So long as the elephants of Ceylon were merely required in small numbers for the pageantry of the native princes, or the sacred processions of the Buddhist temples, their capture was effected either by the instrumentality of female decoys, or by the artifices and agility of the individuals and castes who devoted themselves to their pursuit and training.  But after the arrival of the European conquerors of the island, and when it had become expedient to take advantage of the strength and intelligence of these creatures in clearing forests and making roads and other works, establishments were organised on a great scale by the Portuguese and Dutch, and the supply of elephants kept up by periodical battues conducted at the cost of the government, on a plan similar to that adopted on the continent of India, when herds varying in number from twenty to one hundred and upwards are driven into concealed enclosures and secured.

In both these processes, success is entirely dependent on the skill with which the captors turn to advantage the terror and inexperience of the wild elephant, since all attempts would be futile to subdue or confine by ordinary force an animal of such strength and sagacity.[1]

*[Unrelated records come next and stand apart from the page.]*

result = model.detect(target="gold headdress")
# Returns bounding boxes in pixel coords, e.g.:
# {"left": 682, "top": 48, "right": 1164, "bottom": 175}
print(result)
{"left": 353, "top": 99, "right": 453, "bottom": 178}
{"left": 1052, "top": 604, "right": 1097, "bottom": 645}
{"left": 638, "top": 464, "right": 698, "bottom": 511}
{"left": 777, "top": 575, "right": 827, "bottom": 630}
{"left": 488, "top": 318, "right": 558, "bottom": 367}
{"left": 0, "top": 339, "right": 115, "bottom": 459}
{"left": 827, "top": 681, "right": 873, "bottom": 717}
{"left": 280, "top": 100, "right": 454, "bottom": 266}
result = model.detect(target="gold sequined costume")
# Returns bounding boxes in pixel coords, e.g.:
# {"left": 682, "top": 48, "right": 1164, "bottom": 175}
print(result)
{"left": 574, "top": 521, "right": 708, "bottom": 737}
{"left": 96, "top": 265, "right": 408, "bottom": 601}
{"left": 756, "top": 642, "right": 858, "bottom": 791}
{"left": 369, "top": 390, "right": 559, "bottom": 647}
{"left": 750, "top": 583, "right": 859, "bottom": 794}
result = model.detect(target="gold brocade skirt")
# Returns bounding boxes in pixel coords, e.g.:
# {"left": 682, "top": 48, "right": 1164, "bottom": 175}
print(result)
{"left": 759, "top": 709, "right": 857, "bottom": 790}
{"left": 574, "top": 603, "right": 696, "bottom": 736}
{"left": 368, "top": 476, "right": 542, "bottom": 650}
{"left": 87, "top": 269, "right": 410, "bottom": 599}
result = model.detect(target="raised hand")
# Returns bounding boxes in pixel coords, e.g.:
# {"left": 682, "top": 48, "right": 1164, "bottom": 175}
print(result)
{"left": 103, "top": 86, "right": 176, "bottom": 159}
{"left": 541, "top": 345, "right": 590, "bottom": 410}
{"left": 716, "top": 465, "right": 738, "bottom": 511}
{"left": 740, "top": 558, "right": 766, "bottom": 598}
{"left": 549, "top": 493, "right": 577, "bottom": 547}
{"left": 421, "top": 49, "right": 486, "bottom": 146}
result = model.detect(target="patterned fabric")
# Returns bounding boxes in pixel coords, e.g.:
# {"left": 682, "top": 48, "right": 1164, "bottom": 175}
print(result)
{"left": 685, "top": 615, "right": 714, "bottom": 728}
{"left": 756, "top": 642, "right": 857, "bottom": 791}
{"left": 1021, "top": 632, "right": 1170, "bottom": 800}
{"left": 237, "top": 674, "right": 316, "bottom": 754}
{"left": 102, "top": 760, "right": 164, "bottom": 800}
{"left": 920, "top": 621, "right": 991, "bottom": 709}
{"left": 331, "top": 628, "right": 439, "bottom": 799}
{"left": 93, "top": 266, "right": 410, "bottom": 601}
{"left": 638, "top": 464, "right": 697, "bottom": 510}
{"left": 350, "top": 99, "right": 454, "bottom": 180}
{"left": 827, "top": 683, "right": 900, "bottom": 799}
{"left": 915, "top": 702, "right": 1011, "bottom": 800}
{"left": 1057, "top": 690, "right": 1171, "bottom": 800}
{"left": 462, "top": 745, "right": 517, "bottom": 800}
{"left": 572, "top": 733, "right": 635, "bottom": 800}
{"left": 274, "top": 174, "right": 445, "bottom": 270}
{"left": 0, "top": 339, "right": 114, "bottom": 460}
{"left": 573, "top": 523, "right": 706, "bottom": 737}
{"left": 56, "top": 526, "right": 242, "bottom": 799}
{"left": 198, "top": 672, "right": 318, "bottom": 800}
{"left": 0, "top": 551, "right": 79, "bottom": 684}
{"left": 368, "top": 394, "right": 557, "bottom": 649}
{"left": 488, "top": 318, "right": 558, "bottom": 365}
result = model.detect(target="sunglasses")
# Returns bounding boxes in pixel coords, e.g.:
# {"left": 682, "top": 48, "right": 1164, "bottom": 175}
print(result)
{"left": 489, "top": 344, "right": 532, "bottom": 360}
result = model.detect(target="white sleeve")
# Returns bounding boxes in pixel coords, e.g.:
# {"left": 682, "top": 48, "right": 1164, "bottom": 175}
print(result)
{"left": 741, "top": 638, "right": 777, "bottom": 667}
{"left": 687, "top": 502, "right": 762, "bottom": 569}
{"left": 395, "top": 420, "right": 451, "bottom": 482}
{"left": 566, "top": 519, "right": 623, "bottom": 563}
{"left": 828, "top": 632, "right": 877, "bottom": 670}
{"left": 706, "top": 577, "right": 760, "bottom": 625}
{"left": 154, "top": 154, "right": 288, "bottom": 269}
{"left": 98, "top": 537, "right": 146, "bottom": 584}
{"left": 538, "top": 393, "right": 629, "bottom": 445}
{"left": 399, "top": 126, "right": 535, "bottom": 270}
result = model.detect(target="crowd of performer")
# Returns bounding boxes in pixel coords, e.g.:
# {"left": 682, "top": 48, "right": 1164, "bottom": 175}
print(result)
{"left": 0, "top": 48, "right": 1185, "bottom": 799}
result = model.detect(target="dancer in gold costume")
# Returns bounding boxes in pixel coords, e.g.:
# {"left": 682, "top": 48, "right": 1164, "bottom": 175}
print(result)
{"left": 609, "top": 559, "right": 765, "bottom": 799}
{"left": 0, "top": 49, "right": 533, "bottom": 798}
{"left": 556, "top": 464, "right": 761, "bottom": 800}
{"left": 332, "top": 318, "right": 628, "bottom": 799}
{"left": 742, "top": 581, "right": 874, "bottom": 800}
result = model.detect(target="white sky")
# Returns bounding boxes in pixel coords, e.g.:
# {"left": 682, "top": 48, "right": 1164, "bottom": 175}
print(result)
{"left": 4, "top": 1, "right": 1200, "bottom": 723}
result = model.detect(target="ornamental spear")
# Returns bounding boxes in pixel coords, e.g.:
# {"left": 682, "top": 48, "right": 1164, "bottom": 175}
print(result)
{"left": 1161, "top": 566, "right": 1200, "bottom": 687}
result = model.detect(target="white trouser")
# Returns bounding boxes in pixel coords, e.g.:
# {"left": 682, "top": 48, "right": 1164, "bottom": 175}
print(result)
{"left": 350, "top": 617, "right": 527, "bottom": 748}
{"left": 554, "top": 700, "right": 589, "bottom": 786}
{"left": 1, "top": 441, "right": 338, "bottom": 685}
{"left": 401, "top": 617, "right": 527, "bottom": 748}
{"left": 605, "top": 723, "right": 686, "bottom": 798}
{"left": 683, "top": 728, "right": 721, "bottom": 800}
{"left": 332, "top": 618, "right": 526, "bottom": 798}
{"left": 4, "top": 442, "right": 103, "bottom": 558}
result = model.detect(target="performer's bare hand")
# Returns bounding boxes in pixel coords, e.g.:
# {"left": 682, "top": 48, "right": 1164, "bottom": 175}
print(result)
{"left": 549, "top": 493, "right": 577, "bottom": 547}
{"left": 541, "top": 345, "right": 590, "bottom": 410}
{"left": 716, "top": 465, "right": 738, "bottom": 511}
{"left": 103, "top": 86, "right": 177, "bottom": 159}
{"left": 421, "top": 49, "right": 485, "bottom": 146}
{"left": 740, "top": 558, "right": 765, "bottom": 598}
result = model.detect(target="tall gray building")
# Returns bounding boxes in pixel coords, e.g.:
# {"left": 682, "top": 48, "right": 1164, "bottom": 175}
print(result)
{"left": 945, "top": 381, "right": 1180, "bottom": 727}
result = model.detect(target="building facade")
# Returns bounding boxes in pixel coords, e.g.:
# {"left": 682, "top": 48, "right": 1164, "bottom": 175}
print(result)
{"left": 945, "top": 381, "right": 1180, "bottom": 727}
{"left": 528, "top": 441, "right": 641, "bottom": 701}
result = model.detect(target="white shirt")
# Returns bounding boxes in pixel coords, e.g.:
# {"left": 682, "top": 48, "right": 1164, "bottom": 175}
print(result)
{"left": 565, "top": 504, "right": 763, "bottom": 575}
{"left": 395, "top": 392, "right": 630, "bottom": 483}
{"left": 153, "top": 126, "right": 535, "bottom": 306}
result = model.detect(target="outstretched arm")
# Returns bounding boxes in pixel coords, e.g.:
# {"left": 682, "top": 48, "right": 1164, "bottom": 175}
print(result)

[Footnote 1:  The device of taking them by means of pitfalls still prevails in India:  but in addition to the difficulty of providing against that caution with which the elephant is supposed to reconnoitre suspicious ground, it has the further disadvantage of exposing him to injury from bruises and dislocations in his fall.  Still it was the mode of capture employed by the Singhalese, and so late as 1750 WOLF relates that the native chiefs of the Wanny, when capturing elephants for the Dutch, made “pits some fathoms deep in those places whither the elephant is wont to go in search of food, across which were laid poles covered with branches and baited with the food of which he is fondest, making towards which he finds himself taken unawares.  Thereafter being subdued by fright and exhaustion, he was assisted to raise himself to the surface by means of hurdles and earth, which he placed underfoot as they were thrown down to him, till he was enabled to step out on solid ground, when the noosers and decoys were in readiness to tie him up to the nearest tree.”—­See WOLF’S Life and Adventures, p. 152.  Shakspeare appears to have been acquainted with the plan of taking elephants in pitfalls:  Decius, encouraging the conspirators, reminds them of Caesar’s taste for anecdotes of animals, by which he would undertake to lure him to his fate: 

  “For he loves to hear
  That unicorns may be betrayed with trees. 
  And bears with glasses; elephants with holes.”